El orden del día

Éric Vuillard
Éric Vuillard

En las infinitas listas de libros del 2018 se repite una obra que no se deja deslumbrar por el brillo de la historia. Se acerca a las juntas de los azulejos para mostrar la mugre más vulgar. Barre de las esquinas ese polvo que no parece digno del mármol.
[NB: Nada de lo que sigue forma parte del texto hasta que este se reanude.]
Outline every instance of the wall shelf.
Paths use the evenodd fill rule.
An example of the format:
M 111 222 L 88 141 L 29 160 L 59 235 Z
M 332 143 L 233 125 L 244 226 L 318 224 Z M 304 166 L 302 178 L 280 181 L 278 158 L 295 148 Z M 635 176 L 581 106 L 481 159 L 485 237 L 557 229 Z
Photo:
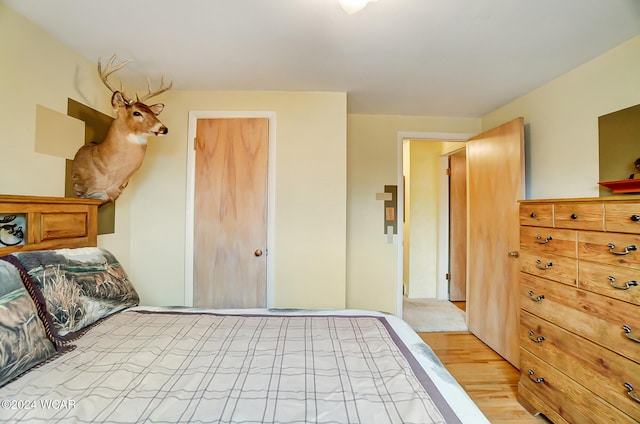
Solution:
M 619 193 L 640 193 L 640 179 L 634 180 L 618 180 L 599 182 L 603 187 L 608 188 L 612 192 Z

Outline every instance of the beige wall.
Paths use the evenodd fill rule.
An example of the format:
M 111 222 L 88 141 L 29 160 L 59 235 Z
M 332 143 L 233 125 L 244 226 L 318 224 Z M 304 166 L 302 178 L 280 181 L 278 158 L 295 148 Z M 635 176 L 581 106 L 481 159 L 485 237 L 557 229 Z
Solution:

Es El orden del día, de Éric Vuillard. Lectura obligada en días inflamados, en momentos ebrios de las glorias del pasado y las promesas del futuro. Perfecta para ver de otra forma, por ejemplo, la investidura de Jair Bolsonaro. Vuillard, sutil y afilado como una aguja venenosa, es un antídoto contra los salvadores de la patria y la patria misma. Hace emerger las miserias que se ocultan tras el cortinón de la épica. Presenta la cocción de la Segunda Guerra Mundial como una sopa de intereses, apariencias y mediocridad. Señores con buenos modales y malas compañías. Comienza con una reunión de industriales alemanes que ofrecen su bendición a la causa nazi para cobrársela después en mano de obra esclava. Recrea el almuerzo interminable de Neville Chamberlain y Joachim von Ribbentrop, conversando sobre tenis y degustando macarons mientras los alemanes se anexionaban Austria. Reproduce la conversación en la que Hermann Göring dice que hay que colocar a su cuñado de ministro en Viena. Recuerda que el avance de las tropas sobre el territorio austríaco fue un fiasco de atascos maquillados por la propaganda nazi. E incide en el papanatismo de casi todos, incluido el canciller de Austria Kurt von Schuschnigg. A Vuillard le sorprende «el inaudito triunfo de la desfachatez. El mundo se rinde ante el bluff. Incluso el mundo más serio, más rígido, incluso el viejo orden, aunque nunca cede cuando se exige justicia, aunque nunca se doblega ante el pueblo que se subleva, sí se doblega ante el bluff».